后一頁
前一頁
回目錄
列傳第六 太武五王



  晉王 東平王 臨淮王 廣陽王 南安王
  太武皇帝十一男。賀皇后生景穆皇帝。越椒房生晉王伏羅。舒椒房生東平王翰。弗椒房生臨淮王譚。伏椒房生楚王建。閭左昭儀生南安王余。其小兒、貓兒、真、虎頭、龍頭并闕母氏,皆早薨,無傳。
  晉王伏羅,真君三年封,加車騎大將軍。后督高平、涼州諸軍討吐谷渾慕利延。軍至樂都,謂諸將曰:“若從正道,恐軍聲先振,必當遠遁。若潛軍出其非意,此鄧艾擒蜀之計也。”諸將咸難之。伏羅曰:“夫將軍,制胜万里,擇利,專之可也。”遂間道行。至大母橋,慕利延眾惊奔白蘭,慕利延兄子拾寅走河曲,斬首五千余級,降其一万余落。八年薨。
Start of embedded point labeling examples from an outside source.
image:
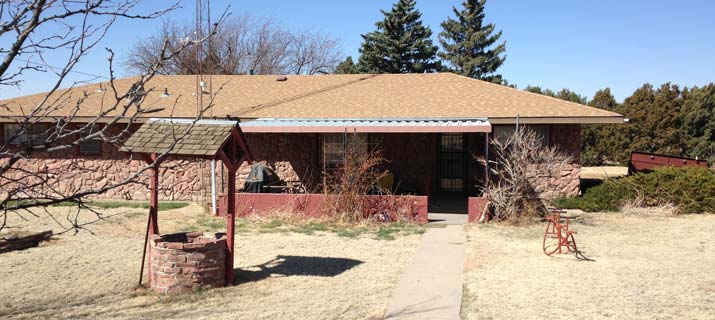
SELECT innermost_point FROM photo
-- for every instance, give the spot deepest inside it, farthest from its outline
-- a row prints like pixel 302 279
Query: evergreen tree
pixel 401 44
pixel 599 140
pixel 346 67
pixel 469 43
pixel 699 121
無子,國除。
  東平王翰,真君三年封秦王,拜侍中、中軍大將軍,參典都曹事。忠貞雅正,百僚憚之。太傅高允以翰年少,作《諸侯箴》以遺之,翰覽之大悅。后鎮枹罕,以信惠撫眾,羌戎敬服。改封東平王。世祖崩,諸大臣等議欲立翰,而中常侍宗愛与翰不協,矯太后令立南安王余,遂殺翰。
  子道符,襲爵,中軍大將軍。顯祖踐阼,拜長安鎮都大將。皇興元年,謀反,司馬段太陽討斬之,傳首京師。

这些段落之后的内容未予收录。